Dave,
Thanks for your note. I remember stating to you once that I don't feel that I am the most popular poster here but that doesn’t mean that I am interested in making enemies, either. Like you, I am here only to further my own understanding of JW-related issues post my involvement with the Organization and maybe help a couple of others along the way.
I understand your interest in giving people the benefit of the doubt and so do I. In the matter of Danni it applies to Danni as well as the elders she talked to. Because they are part of a religious system that I don't care for doesn't meant they as individuals are unworthy of the same consideration. That was the only thing that drove me (and others) to respond as we did to Danni's account of her and Darryl's visit to the Hall. Why give her all the benefit of the doubt and the elders none, especially since they had no one speaking their side of the story? No matter how I feel about the WTS, the men, the people, are worthy of basic decency and common courtesy and they will ALWAYS get that from *me*.

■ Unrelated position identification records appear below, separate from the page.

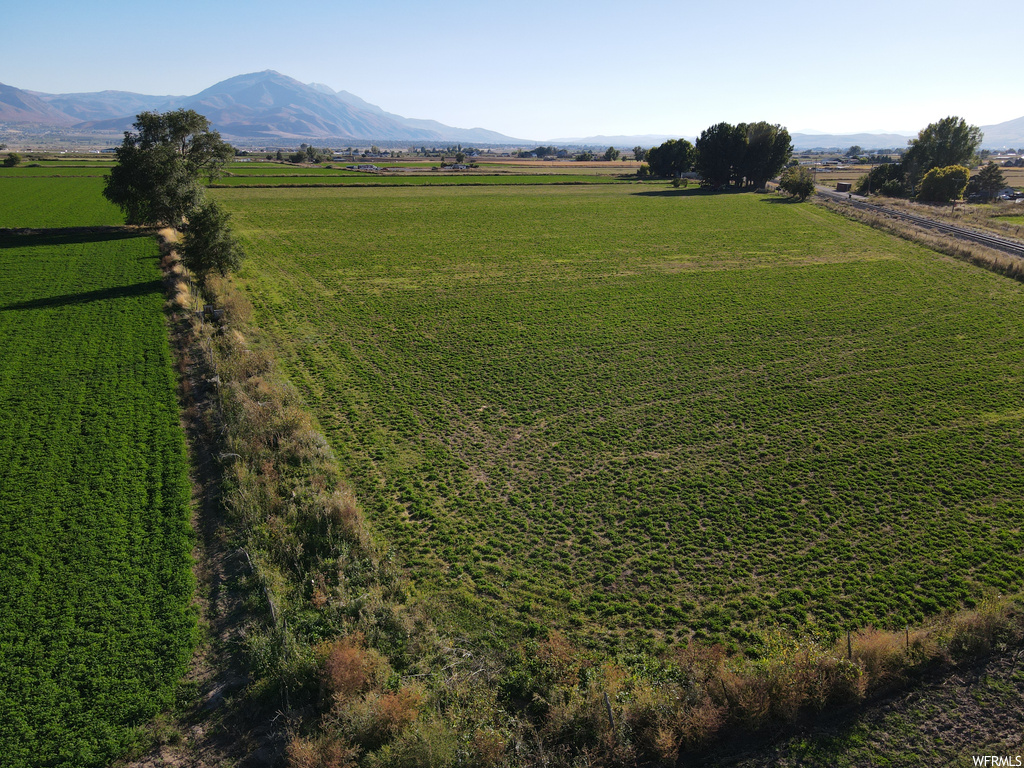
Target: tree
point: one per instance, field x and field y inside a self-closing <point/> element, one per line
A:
<point x="948" y="142"/>
<point x="766" y="152"/>
<point x="798" y="180"/>
<point x="671" y="159"/>
<point x="157" y="178"/>
<point x="209" y="245"/>
<point x="988" y="181"/>
<point x="719" y="152"/>
<point x="944" y="184"/>
<point x="884" y="179"/>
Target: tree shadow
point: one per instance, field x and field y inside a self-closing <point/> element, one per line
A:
<point x="66" y="236"/>
<point x="681" y="193"/>
<point x="119" y="292"/>
<point x="776" y="200"/>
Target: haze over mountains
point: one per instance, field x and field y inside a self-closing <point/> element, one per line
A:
<point x="267" y="108"/>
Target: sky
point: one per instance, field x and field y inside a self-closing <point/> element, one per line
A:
<point x="555" y="69"/>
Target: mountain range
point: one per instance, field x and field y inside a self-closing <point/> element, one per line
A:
<point x="267" y="109"/>
<point x="263" y="107"/>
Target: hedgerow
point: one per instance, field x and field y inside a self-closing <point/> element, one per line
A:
<point x="94" y="500"/>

You said: My life is not all about winning but more abut understanding. Sometimes that leads me into a situation where I came to a wrong conclusion. I can deal with that and it does not change who I am or lower my level of intelligence, it only proves that I do not know everything about everything. I am fine with that.

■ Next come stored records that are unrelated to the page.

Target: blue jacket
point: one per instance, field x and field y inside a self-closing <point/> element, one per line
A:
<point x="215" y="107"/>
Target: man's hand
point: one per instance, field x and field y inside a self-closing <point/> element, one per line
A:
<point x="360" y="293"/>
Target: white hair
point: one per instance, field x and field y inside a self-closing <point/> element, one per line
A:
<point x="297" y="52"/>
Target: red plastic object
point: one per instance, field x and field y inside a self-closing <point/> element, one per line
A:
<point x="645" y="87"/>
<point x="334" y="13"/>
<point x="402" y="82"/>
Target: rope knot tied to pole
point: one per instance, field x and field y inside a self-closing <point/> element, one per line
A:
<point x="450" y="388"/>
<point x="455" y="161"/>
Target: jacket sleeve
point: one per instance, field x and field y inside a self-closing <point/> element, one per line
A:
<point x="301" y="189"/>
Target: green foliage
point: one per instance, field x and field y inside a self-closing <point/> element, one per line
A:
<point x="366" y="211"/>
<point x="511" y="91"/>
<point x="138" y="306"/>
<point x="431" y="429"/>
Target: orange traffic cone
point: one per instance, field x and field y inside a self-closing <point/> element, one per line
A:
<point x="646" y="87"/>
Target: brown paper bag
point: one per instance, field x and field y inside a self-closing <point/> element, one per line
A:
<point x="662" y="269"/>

I can only agree wholeheartedly with that statement. I think the problem that rears its head (with decreasing frequency, thankfully) here on this forum is that some *do* feel that they have all the answers to every question and those who have a different viewpoint or hold a dissenting opinion are ridiculed, called names, etc.

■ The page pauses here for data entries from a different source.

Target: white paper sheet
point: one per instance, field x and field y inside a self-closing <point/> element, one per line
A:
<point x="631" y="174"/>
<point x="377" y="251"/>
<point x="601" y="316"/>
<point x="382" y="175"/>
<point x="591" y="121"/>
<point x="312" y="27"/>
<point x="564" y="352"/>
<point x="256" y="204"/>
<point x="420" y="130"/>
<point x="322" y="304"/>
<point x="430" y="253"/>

If there is a common thread to be found in my posting since last March, it is my strong stand against such elitism, judgmentalism and intolerance. I've lived too long under that type of oppressive atmosphere to tolerate a second of it now. It's not about being right, winning arguments or being able to tell someone "I told you so." It's about being able, on a discussion board, to have the freedom to offer your opinion and have it accepted (if not agreed with) without having your intellect and heritage called into question or being called silly names by adults who should know better. Not all agree with what Danni said or did, and we were well within our rights to hold the views we held.
Making friends is fine—I could always use a couple more myself—but my experience as a Witness taught me that friendships based on anything other than mutual respect and unconditional love (despite serious differences of opinion) are worthless. Like anyone, I'd prefer to be well-liked and respected, but I've stepped on some toes since my arrival, particularly since "riz vs JanH." Some of what I've posted could have been said better—perhaps I even could have/should have been more deferential to JW.com's "better posters"—but at the same time others could have used a different approach as well. I have very few regrets in anything I've posted; I've been honest and that's more important to me than a host of cyber friends. The handfull of friends I have made are of the priceless variety and I'd rather have one or two of those than bagfuls of the other.
As far as Alan is concerned, my respect for the man has grown but he was out of line in what he said to me here. I understand he's your friend and imo his bias was showing. If he wants to make amends, that's up to him, but there was no call for him to say what he said. Still, I have no problem with him. He was wrong and I can live with that.